With MetaTrader 4, charts automatically calculate trends both in real-time and with historical data. This makes it a valuable tool when looking to make the most of the data you have available. If you are looking to trade with the trend, then it is quite easy to just follow the charts. If you are looking to follow a countertrend strategy, then you really need to pay close attention to any signs of a potential reversal.

Ranges

It is quite common for certain currency pairs to trade in a specific range or “band.” In these cases, you have predictable movements in price. These movements are usually the reflection of investor sentiment when it comes to price action in that pair. Additionally, it is quite common to find that correlated pairs trade in a band. By “correlated pairs,” we’re talking about currency pairs that have a long history together. These are currencies that are commonly traded together. As such, there is a plethora of information on these pairings. 

Consequently, investors know what to expect. Hence, they build strategies to capitalize on the range they trade in. Unless there is a considerable disruption in the market, you won’t find correlated pairs suffering from any unexpected jolts.

Using the technical analysis tools in MetaTrader 4, you can determine these ranges as the charting application will show you the highs and lows. Over time, you can ascertain where these highs and lows can be found. Since currency pairs that trade in a range have a rather predictable fluctuation in their valuation, you can reasonably determine when to get in and when to get out. By following this dynamic, you’ll most likely make money practically every time.

Significant Levels

In FOREX, significant levels are those which are charted based on the fluctuations in the pricing of a given currency pair. These levels generally indicate a reversal in trend. For instance, if a currency pairing is trading with a bullish trend, this trend will eventually hit a significant level at which investors are signaled to get out of the trade unless they risk losing money. When you set up alerts for these levels, they will quickly flash on the screen. This is where you can exit the trade manually or set up a limit in order to automatically liquidate your position when you hit that mark.

By the same token, if a currency pair is trading on a bearish trend, the significant level may be triggered to indicate that there is a potential reversal coming. When this occurs, the reversal may signal that it’s time to get in. In such cases, you can capitalize on the upswing.

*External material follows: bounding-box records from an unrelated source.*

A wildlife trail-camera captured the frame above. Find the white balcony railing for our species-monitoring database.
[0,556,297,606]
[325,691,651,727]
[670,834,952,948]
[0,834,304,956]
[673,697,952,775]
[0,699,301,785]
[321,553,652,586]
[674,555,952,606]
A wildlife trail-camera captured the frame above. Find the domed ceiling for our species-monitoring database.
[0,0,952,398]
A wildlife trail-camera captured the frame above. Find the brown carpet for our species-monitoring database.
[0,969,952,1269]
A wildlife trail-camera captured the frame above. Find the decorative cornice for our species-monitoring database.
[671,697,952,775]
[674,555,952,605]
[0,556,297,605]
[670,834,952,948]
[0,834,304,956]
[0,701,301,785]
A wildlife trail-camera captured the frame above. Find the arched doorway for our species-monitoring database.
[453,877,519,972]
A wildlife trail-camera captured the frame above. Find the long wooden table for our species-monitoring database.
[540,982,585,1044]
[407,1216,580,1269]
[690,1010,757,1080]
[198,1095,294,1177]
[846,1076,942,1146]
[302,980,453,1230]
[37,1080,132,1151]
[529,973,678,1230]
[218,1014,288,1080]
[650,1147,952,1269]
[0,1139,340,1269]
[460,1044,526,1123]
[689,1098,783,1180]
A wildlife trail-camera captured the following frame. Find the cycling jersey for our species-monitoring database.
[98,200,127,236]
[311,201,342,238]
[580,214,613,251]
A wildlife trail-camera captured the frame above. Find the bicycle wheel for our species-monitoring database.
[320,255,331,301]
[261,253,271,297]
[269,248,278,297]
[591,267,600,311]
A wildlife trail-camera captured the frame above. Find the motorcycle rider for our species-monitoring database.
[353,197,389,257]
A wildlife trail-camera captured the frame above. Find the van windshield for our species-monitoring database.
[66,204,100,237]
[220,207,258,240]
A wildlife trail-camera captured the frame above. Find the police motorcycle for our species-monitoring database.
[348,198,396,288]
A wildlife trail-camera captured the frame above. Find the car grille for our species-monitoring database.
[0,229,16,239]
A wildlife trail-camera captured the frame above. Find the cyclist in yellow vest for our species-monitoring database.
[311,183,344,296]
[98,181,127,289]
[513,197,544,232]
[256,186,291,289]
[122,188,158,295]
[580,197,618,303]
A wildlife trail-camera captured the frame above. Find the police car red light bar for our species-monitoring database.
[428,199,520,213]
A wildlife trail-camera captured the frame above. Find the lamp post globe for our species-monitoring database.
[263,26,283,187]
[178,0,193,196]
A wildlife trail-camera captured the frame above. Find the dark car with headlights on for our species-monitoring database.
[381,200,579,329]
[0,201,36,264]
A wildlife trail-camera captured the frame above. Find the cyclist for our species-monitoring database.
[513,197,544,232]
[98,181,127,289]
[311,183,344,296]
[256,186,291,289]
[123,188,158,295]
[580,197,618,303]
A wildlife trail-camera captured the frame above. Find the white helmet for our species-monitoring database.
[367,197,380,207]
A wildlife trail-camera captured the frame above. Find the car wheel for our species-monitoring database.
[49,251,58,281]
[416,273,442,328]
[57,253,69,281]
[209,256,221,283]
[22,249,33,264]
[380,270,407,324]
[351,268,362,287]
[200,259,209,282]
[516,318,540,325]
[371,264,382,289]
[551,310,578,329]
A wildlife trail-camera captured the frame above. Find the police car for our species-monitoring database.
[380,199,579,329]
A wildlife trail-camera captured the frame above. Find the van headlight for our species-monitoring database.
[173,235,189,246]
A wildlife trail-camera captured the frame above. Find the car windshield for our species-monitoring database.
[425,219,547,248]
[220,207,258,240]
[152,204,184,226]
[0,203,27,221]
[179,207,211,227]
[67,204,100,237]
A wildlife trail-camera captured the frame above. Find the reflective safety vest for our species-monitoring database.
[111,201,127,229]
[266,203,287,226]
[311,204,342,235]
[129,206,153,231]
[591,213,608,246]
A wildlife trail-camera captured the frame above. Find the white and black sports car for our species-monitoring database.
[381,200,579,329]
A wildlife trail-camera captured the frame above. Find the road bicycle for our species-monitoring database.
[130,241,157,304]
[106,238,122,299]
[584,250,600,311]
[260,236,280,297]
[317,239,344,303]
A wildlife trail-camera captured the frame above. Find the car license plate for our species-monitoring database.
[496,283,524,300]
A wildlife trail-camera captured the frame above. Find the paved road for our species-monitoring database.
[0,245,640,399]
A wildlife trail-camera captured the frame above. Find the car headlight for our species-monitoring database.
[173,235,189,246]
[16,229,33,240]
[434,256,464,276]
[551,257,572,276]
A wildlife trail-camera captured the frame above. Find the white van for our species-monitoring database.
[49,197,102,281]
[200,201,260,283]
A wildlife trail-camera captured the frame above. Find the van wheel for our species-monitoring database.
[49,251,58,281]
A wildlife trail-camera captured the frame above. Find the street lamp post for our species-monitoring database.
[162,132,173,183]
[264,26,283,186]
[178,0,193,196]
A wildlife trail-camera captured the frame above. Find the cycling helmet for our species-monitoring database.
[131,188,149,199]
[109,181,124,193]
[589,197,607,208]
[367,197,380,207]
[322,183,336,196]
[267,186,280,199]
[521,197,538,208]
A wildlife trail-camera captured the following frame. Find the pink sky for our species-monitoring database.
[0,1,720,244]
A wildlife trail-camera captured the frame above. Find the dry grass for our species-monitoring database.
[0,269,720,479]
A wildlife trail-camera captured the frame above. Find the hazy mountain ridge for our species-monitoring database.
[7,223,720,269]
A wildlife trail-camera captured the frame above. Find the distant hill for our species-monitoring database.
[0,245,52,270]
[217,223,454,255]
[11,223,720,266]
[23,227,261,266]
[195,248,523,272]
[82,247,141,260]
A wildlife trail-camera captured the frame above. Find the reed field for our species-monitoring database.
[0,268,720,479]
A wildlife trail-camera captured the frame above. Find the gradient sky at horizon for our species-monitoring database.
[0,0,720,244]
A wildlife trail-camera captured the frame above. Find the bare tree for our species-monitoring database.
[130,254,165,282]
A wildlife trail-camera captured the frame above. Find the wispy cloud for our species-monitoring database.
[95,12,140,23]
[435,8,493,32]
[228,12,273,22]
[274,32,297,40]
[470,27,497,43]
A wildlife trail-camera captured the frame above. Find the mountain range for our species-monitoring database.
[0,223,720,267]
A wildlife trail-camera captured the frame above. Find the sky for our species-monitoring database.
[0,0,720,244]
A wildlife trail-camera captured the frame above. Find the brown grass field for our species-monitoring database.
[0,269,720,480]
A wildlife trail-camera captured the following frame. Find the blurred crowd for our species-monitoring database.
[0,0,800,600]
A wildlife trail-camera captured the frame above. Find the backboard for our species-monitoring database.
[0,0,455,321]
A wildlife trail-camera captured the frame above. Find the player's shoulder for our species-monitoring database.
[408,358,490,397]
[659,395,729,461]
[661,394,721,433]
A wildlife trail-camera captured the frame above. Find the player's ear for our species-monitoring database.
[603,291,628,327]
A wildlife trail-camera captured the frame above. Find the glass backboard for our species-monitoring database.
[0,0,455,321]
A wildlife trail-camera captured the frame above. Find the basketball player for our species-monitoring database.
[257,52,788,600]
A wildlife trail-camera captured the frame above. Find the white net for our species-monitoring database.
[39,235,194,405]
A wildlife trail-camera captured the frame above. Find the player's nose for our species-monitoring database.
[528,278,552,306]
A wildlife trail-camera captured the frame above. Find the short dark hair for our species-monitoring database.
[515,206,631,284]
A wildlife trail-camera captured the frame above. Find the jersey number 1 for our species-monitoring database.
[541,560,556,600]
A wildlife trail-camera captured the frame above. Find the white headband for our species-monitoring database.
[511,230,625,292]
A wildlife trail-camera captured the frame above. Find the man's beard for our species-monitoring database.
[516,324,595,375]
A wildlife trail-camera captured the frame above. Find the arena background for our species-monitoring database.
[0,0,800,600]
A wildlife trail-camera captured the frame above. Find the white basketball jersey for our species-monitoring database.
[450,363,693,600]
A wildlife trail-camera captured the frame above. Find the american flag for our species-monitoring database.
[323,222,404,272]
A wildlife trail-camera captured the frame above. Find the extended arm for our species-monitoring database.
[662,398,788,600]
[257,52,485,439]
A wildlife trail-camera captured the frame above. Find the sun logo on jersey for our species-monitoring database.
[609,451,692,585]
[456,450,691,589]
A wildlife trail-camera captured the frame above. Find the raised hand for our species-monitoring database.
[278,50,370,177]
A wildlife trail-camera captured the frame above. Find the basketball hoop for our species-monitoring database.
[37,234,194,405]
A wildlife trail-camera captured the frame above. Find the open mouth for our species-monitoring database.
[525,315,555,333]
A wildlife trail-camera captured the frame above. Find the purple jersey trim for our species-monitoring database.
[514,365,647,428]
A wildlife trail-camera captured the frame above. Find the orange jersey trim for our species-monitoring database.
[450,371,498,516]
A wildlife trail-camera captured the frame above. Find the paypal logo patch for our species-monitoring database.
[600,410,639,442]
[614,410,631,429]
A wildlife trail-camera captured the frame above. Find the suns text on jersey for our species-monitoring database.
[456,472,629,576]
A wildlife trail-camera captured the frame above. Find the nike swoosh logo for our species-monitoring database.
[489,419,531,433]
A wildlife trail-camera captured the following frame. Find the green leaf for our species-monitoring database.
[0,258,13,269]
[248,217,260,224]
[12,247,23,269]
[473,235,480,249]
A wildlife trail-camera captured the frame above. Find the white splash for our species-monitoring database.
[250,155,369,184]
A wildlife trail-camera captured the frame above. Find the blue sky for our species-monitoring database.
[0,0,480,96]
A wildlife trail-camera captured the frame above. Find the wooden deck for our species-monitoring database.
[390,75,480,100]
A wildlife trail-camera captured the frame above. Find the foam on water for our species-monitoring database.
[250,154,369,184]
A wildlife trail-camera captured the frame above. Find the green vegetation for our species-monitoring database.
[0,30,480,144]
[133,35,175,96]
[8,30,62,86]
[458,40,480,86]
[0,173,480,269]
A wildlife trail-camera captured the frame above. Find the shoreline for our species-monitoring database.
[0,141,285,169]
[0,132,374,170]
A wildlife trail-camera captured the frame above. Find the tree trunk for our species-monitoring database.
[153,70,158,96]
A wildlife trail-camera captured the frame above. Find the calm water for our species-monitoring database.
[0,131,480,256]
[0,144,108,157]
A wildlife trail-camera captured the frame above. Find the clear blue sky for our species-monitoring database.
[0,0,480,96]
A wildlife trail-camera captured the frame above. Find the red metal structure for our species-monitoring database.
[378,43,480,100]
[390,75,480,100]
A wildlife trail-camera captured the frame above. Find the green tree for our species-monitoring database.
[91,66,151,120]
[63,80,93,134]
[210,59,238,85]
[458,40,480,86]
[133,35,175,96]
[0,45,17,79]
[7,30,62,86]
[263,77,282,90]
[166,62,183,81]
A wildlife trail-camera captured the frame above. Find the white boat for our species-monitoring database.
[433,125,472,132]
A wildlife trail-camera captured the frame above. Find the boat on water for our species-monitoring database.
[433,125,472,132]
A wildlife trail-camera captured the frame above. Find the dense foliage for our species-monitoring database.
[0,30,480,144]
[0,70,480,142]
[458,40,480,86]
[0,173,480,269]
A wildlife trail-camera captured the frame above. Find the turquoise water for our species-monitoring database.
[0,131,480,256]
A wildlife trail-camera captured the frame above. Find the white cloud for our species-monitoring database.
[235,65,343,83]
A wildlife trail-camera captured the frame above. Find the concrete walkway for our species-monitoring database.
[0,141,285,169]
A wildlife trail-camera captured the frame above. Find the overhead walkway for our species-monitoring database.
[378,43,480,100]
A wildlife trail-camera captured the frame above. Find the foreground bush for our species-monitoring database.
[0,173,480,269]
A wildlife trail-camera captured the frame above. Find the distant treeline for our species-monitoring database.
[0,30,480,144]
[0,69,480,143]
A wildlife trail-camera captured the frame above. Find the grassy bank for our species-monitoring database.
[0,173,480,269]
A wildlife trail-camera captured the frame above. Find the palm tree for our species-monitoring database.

It should be noted that significant levels are also based on trading volume. When trading volume picks up, the system notices this. It then takes into account where the trendline would be moving based on the increased activity. This is important when considering that increased trading volume may be a signal that it’s time to get out. If you happen to spot a high trading volume on the “sell” side, then it might be time for you to get out. In contrast, if you detect that a large number of investors are taking positions in a given trend, then it might be a good time to ride the wave.

So, do make sure that you set up alerts to notify you of changes in significant levels. This will help you spare yourself from complicated situations down the road.